Монастыри были разрушенные, в них раньше жили раскольники, а теперь не жил никто.
— Захар, давай сплавимся туда по реке? — предложил Корин, — На велосипедных колесах до монастырей добираться полчаса. А по речке часа за два, ну за три, спустимся. Полюбуемся местными красотами глазами раскольников, бежавших от окаянного никонианства.
Вода в Истье была ласковой и смешливой. С высокого берега реки, неустанно подмываемые, то там, то здесь, в воду ежегодно обрушивались накрененные и подсохшие дерева. Вонзившиеся в дно, тяжело лежали они — иногда чуть сдвигаемые весенним разливом, но с его окончанием вновь оседавшие — раскоряженные, черные, непросыхающие. Деревень вдоль реки не было.
— Ты сплавлялся, что ли, туда? — спросил отец, медленно дымя беломориной.
— В том-то и дело, что никогда, Захар. У меня и лодки нет. И никто тут давно не сплавляется меж этих коряжин. А ведь очень любопытно было б! И чадо твое, опять же, осмотрелось бы во внутренностях русского леса.
Отец еще покурил, не отвечая.
— У монастырей, — продолжил Корин, — Как раз нынче стоят лагерем мои знакомые археологи и, кстати, на нескольких авто. Они, во-первых, обрадуются нам, — нежданно спустившимся по реке, а во-вторых, легко доставят нас обратно в дом. На машине — это вообще минутное дело.
— Так на чем поплывем? — спросил отец.
— У нас есть приспособления, неведомые раскольникам, — сказал Корин, — Автомобильные камеры, числом две.
— Сплаваем, сынок? — посоветовался отец.
Корина звали Олег Маевич.
Мама говорила: это оттого, что он мается. Но у меня вид Корина был напрямую связан с месяцем маем, с теплом и наступающим летом. И эти его майские красные губы в черной, но сырой от воды и золотящейся на солнце бороде!
Если закрыть глаза и попытаться вспомнить его влажный рот в бороде — почему-то всегда представляется сочный кус арбуза.
Но если зажмуриться изо всех сил, и даже натереть веки ладонями, а потом вдруг открыть глаза — то вместо бороды обнаружится курчавая стая мух, которая разом разлетится, оставив Корина с голым лицом.

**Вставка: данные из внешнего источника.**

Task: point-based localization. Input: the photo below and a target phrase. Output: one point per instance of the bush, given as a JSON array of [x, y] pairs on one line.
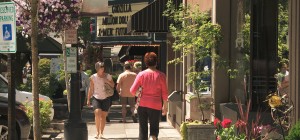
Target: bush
[[294, 133], [48, 83], [45, 112]]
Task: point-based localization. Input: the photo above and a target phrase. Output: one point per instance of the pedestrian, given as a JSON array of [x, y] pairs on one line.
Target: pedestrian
[[101, 101], [283, 79], [84, 86], [153, 98], [124, 82], [137, 66]]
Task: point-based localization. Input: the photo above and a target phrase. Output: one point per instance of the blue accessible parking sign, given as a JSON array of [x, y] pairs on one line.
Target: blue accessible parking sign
[[8, 42]]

…Мы наезжали сюда в гости на выходные в конце весны и потом в конце лета.
Корин в прошлом году забросил преподавание и жил на пенсию своей сумасшедшей, учившейся когда-то в институте благородных девиц, бабушки, сдавал ее квартиру в городе и, кажется, еще чем-то втихую приторговывал — может, лесом. Потому что рыбалку он, как и отец, не признавал.
В мае же ему завозили племянницу, девочку лет тринадцати на длинных ногах, которая не считала меня за человека, зато разговаривала с моим отцом.
— Не скучно тут в деревне? — спрашивал отец, чтобы как-то поддержать вечно затеваемый ей разговор.
— Знаете, дядя Николай… — начинала она, и было заметно, что слово «дядя» он с удовольствием опустила бы, обращаясь к отцу просто по имени.
Я ее ненавидел.
— …здесь живет эта Аля, на год меня старше, — продолжала она, произнося слова про «на год старше» так, словно это было со стороны Али то ли очевидным недостатком, то ли неоправданным вызовом, — Она носит такие короткие юбки, дядя Николай! Даже в Москве такие не носят.